Boundary Node Roadmap

Hello everyone,

It’s time for another update from the boundary nodes team. With the new roadmap, boundary nodes have their own milestone: “SOLENOID.” This milestone encompasses the new boundary node architecture and its building blocks. Here’s where we stand today:

Progress:

First API Boundary Node Incoming

Most aspects of the API boundary nodes are complete. ic-boundary has been running in production for over six months, there are enough nodes with IPv4 connectivity, and the integration into the NNS and guestOS is finished. We just have some final touches left and are awaiting the final green light from the security review.

Once approved, we will propose adding firewall rules to allow metric and log scraping, followed by a proposal to deploy the first node. We aim to complete this in June, so keep an eye out for the proposal and be ready to vote!

Discovery Library

We are finalizing the implementation of the discovery library and gradually integrating it into agent-rs. This library is crucial for all IC-native clients that need to communicate directly with the API boundary nodes. For example, the HTTP gateway will be a key user of this library.

ic-gateway

We have made significant progress on the HTTP gateway core service. After some testing, we plan to integrate it into the current boundary nodes to “battle-test” it and gather insights just as we did with ic-boundary. Gradually, we will transition to the new HTTP gateways and retire the existing boundary nodes.

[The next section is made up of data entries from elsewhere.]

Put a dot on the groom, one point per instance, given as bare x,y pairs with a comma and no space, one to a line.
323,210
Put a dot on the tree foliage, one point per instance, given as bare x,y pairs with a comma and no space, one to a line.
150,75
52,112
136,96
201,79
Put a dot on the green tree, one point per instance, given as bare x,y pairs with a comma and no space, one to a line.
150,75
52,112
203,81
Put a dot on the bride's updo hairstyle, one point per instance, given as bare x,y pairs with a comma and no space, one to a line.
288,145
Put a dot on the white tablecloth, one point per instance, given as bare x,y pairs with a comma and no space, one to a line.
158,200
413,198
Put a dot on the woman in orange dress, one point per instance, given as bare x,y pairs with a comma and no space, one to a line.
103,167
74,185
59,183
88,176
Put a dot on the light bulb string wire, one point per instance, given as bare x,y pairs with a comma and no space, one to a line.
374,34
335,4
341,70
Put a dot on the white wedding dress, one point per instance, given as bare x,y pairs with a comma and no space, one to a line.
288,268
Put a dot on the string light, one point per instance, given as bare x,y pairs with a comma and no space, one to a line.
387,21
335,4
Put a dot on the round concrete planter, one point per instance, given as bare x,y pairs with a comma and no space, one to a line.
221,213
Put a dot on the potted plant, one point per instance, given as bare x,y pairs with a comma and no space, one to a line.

We will continue to keep you updated on our progress. We look forward to your feedback and are here to address any questions you may have!

8 Likes

Crossposting for completeness :slight_smile: :

3 Likes

We are thrilled to announce that the decentralization steps within the SOLENOID milestone are making steady progress. With the adoption of the proposal 130337, the first two API boundary nodes (API BNs) came up live under the management of the NNS and became an integral part of the protocol. Now for the first time ever, IC clients can route their API canister calls directly through these nodes.

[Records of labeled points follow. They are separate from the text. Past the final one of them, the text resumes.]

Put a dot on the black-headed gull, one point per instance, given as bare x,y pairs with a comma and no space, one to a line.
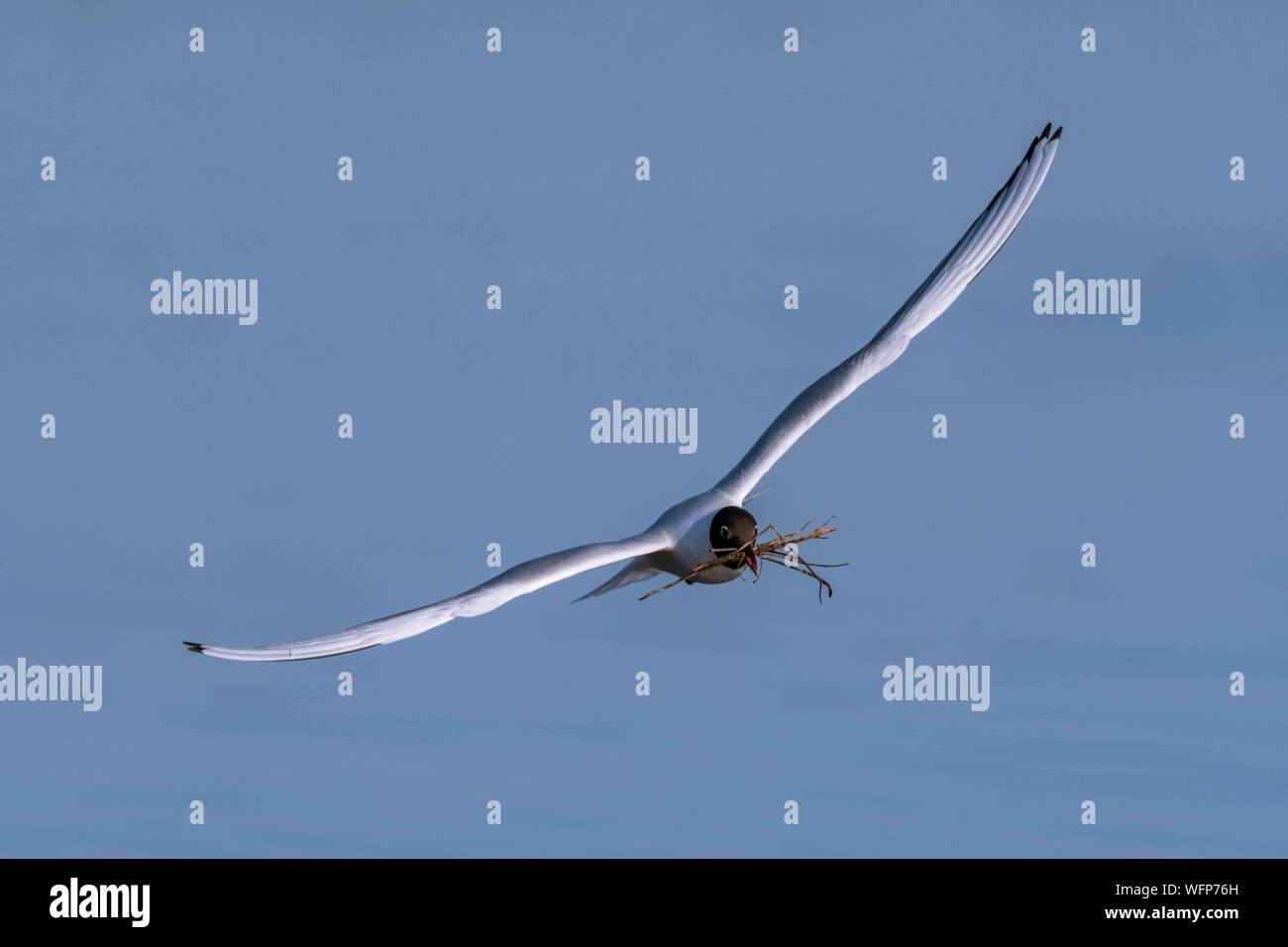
688,532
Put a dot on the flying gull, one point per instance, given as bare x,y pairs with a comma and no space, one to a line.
715,519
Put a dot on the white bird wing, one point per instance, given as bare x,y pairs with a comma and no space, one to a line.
964,263
516,579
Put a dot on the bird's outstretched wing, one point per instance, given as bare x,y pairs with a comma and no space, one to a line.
964,263
518,579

While this marks the first big step of the SOLENOID milestone, we are still in the early stages. Below we explain how one can discover the API BNs and send http requests through them.

How can I discover existing API Boundary Nodes?

As API BNs are now part of the IC, they are marked in the registry canister and are also exposed in the system state tree. The following example in Rust allows to fetch all existing API boundary nodes:

/ic$ cargo run --bin fetch_api_bns ic0.app

API Boundary Nodes in the State Tree: [
    ApiBoundaryNode {
        domain: "br1-dll01.aviatelabs.co",
        ipv6_address: "2001:920:401a:1710:6801:94ff:fe18:6b54",
        ipv4_address: Some(
            "213.246.205.106",
        ),
    },
    ApiBoundaryNode {
        domain: "bc1-dll02.blockchaindevlabs.com",
        ipv6_address: "2001:438:8000:1d:6801:c1ff:feac:bc9",
        ipv4_address: Some(
            "208.184.66.5",
        ),
    },
]

Internally a read state call to https://ic0.app/api/v2/subnet/subnet_id/read_state is made asking for the path /api_boundary_nodes in the state tree. All API BNs with their domain names, IPv6 addresses and optional IPv4 addresses are listed under this path.

In the following, we show how one can make use of this information and send requests to an API BN directly.

What can I do with these API boundary nodes?

Now as we’ve discovered the current set of API BNs, we can send API canister calls directly to the IC, thus avoiding the centralized DNS-based routing via ic0.app. Run the previous example with an API BN domain name instead:

/ic$ cargo run --bin fetch_api_bns br1-dll01.aviatelabs.co

The response should of course remain identical. However, now we talk to the IC directly via one of the API BNs https://br1-dll01.aviatelabs.co/api/v2/subnet/subnet_id/read_state.

What’s next?
Soon we’ll extend agent-rs with the ability to automatically discover API BNs and dynamically route traffic to them based on some predefined strategies (e.g., minimizing latency). This would mark another important step towards decentralization.

10 Likes

Excellent news!
There is a lot more to say in the way of praise and encouragement and forward planning but “excellent” will do for now :slightly_smiling_face:

4 Likes

This is exciting!

However, I’m having some issues with communicating with one of the API BNs.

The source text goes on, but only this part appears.